Lyman smiled. “Yeah, we’re the phone company. Big lumbering dinosaur that is thrashing in the tarpit. The spazz dinosaur that’s so embarrassed all the other dinosaurs that none of them want to rescue us.”
“Heh, spazz dinosaur,” the East Indian woman said, and they all laughed.
“Heh,” Kurt said. “But seriously.”
“Seriously,” Lyman said. “Seriously. Think a second about the scale of a telco. Of this telco. The thousands of kilometers of wire in the ground. Switching stations. Skilled linesmen and cable-pullers. Coders. Switches. Backhaul. Peering arrangements. We’ve got it all. Ever get on a highway and hit a flat patch where you can’t see anything to the horizon except the road and the telephone poles and the wires? Those are our wires. It’s a lot of goodness, especially for a big, evil phone company.
“So we’ve got a lot of smart hackers. A lot of cool toys. A gigantic budget. The biggest network any of us could ever hope to manage—like a model train set the size of a city.
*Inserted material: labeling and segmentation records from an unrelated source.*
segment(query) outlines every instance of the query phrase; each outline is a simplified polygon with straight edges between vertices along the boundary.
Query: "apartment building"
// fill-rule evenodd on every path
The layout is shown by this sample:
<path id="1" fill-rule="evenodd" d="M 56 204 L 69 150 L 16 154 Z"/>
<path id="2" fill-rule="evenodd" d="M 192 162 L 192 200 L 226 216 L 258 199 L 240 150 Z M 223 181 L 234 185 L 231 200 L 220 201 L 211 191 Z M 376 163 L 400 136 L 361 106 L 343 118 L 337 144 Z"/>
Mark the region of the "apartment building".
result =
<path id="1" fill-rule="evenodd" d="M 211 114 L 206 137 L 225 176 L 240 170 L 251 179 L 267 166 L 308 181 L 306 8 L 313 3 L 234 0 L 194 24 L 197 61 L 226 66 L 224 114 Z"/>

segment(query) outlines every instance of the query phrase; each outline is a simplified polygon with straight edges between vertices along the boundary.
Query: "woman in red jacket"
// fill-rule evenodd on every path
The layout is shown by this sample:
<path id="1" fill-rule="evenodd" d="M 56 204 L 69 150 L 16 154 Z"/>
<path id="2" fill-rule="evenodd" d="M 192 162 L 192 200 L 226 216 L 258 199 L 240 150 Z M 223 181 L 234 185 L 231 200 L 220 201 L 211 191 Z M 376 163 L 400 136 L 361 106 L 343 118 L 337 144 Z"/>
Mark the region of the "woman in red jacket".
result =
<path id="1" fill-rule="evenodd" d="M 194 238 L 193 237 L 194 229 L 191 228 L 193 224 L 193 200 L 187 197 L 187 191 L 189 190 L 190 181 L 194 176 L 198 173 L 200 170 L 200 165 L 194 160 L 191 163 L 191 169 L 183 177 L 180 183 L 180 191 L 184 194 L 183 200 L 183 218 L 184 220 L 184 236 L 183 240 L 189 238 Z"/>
“That said, we’re hardly nimble. Moving a Bell is like shifting a battleship by tapping it on the nose with a toothpick. It can be done, but you can spend ten years doing it and still not be sure if you’ve made any progress. From the outside, it’s easy to mistake ‘slow’ for ‘evil.’ It’s easy to make that mistake from the inside, too.
“But I don’t let it get me down. It’s good for a Bell to be slow and plodding, most of the time. You don’t want to go home and discover that we’ve dispatched the progress-ninjas to upgrade all your phones with video screens and a hush mode that reads your thoughts. Most of our customers still can’t figure out voice mail. Some of them can’t figure out touch-tone dialing. So we’re slow. Conservative. But we can do lots of killer R&D, we can roll out really hot upgrades on the back end, and we can provide this essential service to the world that underpins its ability to communicate. We’re not just cool, we’re essential.
“So you come in and you show us your really swell and interesting meshing wireless data boxes, and I say, ‘That is damned cool.’ I think of ways that it could be part of a Bell’s business plan in a couple decades’ time.”